Consoante ao previsto no artigo 3º, inciso I da Lei Nacional do Meio Ambiente, tem-se o meio ambiente caracterizado por seus subsídios naturais, seja físico ou natural, por exemplo, a água, o ar, o solo, a fauna e a flora e ainda suas mútuas correlação. Em complemento, salienta-se que “meio ambiente, o conjunto de condições, leis, influências e interações de ordem física, química e biológica, que permite, abriga e rege a vida em todas as suas formas” (BRASIL, 1981). FIORILLO (2012, p. 74 apud PESSANHA, RANGEL, 2017, s. p.), no meio ambiente natural ocorre o fenômeno denominado homeostase, ou seja, onde ocorre o equilíbrio de forma dinâmica entre os seres vivos e o meio em que esses vivem.  

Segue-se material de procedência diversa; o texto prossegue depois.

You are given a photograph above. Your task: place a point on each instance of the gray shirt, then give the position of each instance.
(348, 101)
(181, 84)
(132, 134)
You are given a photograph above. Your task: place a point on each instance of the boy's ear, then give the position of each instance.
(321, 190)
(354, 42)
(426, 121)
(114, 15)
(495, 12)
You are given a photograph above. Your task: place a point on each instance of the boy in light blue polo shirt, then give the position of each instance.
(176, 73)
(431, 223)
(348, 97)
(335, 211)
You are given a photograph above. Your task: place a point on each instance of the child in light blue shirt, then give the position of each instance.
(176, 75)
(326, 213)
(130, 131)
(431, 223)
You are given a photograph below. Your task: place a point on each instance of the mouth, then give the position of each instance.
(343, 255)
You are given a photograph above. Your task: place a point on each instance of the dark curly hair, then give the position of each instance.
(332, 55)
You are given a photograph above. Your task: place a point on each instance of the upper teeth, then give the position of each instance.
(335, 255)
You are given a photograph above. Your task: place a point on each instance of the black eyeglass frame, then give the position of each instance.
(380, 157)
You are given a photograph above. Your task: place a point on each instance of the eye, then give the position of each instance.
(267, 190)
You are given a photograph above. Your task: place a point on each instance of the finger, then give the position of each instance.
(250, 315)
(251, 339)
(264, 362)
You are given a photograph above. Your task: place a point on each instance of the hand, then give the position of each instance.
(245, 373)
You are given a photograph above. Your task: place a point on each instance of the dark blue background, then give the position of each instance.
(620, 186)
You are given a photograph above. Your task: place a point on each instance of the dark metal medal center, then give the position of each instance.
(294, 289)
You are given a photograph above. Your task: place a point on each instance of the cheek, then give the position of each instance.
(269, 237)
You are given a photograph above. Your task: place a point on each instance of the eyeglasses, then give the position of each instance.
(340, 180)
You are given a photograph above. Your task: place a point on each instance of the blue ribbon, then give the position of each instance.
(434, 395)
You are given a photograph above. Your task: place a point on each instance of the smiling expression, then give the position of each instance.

BRITO (2007, s. p.) estabelece como meio ambiente artificial como aquele fruto da interferência humana. Desse modo, aquele meio ambiente trabalhado, alterado e modificado, em sua substância, é considerado artificial. Isto é, as zonas urbanas formadas por prédios, casas, ruas, avenidas, bem como áreas verdes que o homem modifica, são espaços considerados artificias devida à interferência humana.    

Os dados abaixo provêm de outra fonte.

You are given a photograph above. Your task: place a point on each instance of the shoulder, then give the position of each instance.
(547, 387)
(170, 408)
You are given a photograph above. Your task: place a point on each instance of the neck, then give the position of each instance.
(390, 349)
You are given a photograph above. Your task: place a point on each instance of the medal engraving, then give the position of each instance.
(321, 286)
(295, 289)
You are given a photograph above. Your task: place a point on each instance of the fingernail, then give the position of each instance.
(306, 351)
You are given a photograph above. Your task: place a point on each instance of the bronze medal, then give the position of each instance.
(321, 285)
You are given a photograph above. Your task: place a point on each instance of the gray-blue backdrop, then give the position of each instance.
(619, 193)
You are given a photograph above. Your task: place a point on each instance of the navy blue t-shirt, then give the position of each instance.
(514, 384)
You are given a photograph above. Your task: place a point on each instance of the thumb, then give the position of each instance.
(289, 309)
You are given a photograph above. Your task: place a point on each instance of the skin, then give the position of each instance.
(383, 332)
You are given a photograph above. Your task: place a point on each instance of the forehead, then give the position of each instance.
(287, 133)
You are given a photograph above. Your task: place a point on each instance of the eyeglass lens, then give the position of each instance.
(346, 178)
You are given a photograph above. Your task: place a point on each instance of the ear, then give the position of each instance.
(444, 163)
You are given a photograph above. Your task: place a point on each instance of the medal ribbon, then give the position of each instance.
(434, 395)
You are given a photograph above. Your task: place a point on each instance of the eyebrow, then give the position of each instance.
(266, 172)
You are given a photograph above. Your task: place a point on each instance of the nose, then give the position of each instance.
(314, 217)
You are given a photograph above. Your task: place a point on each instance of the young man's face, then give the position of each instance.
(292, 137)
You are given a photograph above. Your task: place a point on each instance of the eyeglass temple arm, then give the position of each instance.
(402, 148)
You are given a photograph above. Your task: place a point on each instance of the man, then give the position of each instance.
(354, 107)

PIRES, LEAL, JÚNIOR, HAMDAN e FREITAS FILHO (2008, s. p. apud SILVA, 1998, s. p.) consagra como meio ambiente cultural aquele composto pelo patrimônio histórico, artístico, arqueológico, paisagístico e turístico, que, embora artificial como obra do homem, difere, pois tem valor especial. Assim é formado o meio ambiente cultural, o qual encontra previsão normativa no artigo 216 da Lex Fundamentalis.O meio ambiente cultural e derivado de uma intensa interação entre homem e natureza. “A cultura brasileira é o resultado daquilo que era próprio das populações tradicionais indígenas e das transformações trazidas pelos diversos grupos colonizadores e escravos africanos”(BROLLO, 2014, p. 15-16 apud RANGEL, 2014, s.p.). A proteção do patrimônio cultural se denota como meio de sobrevivência da própria sociedade.  

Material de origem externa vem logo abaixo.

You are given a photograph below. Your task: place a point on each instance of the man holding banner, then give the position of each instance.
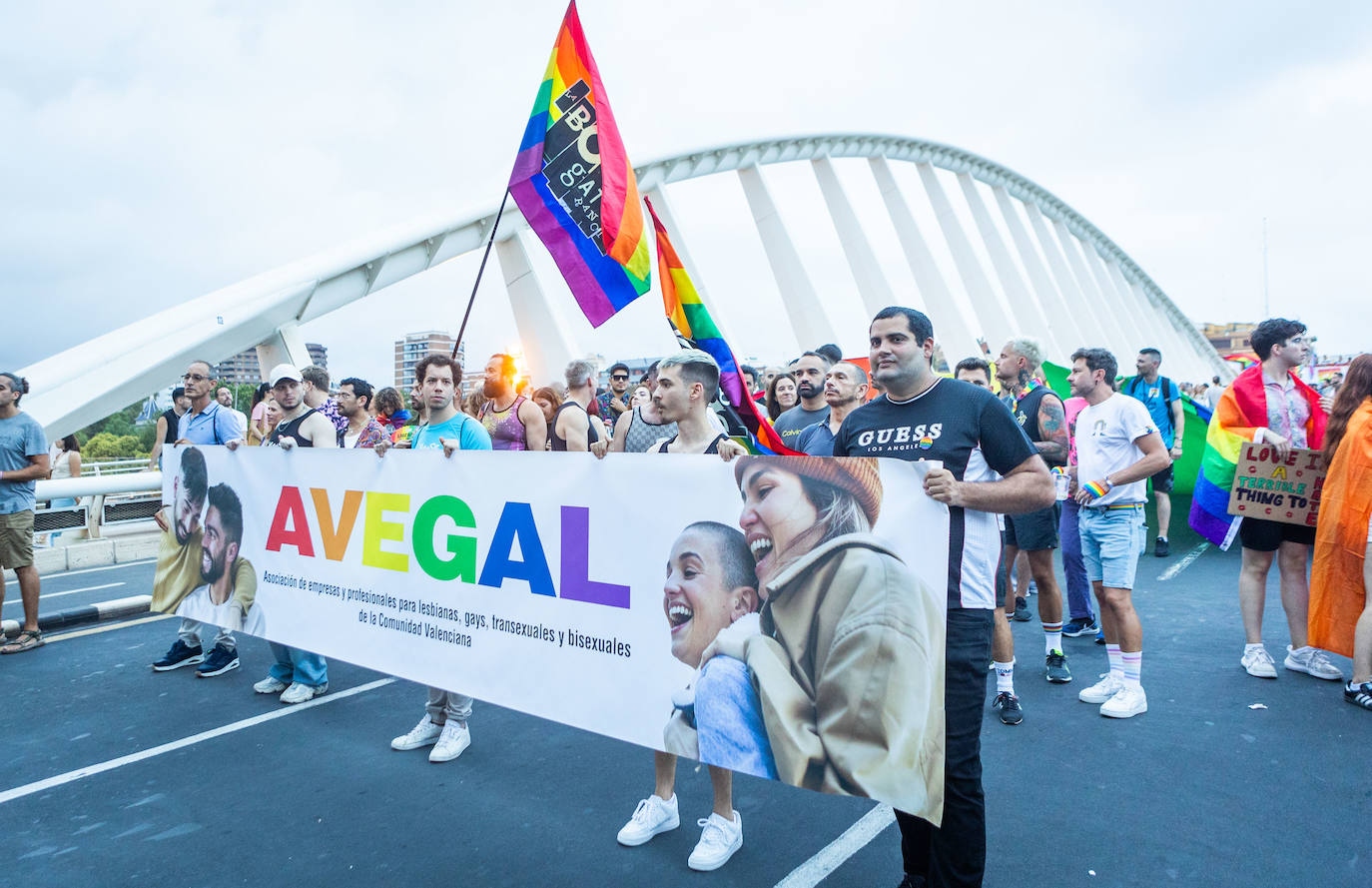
(923, 417)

ANABUKI (2018, s. p. apud ROCHA, 2002, p.127) apresenta que o meio ambiente do trabalho é definido pelo conjuntodos elementos, inter-relações e circunstâncias que influenciam o trabalhador como as ferramentas, as máquinas, os agentes químicos, biológicos e físicos, as operações, os processos, a relação entre trabalhador e meio físico que afetam sua saúde física e mental, reunidos no local do exercício da atividade laborativa.     

3 A RELAÇÃO ENTRE O MEIO AMBIENTE E A PROPRIEDADE PRIVADA NA CONSTITUIÇÃO FEDERAL DE 1988   

Os primeiros legisladores das normas regulamentadoras do Estado brasileiro com a Constituição Imperial de 1824 e da Constituição de 1937 não cuidaram em fazer qualquer menção em proteção ao meio ambiente, assim como as Constituições Republicanas de 1891, 1934, 1946, 1967 e 1969 cujos textos igualmente não se preocuparam em reservar um espaço à regulação das questões ambientais, diferentemente, a Constituição Federal de 1988 dedicou-se em elaborar um artigo especificamente voltado para a proteção ambiental, “a Constituição Federal de 1988 trouxe significativo avanço à proteção do meio ambiente. A nova carta, no art. 225, disciplinou, de forma precisa e atualizada o assunto” (FREITAS, FREITAS 1992, p.13 apud, BRITO, BRITO, 2012, s.p.).  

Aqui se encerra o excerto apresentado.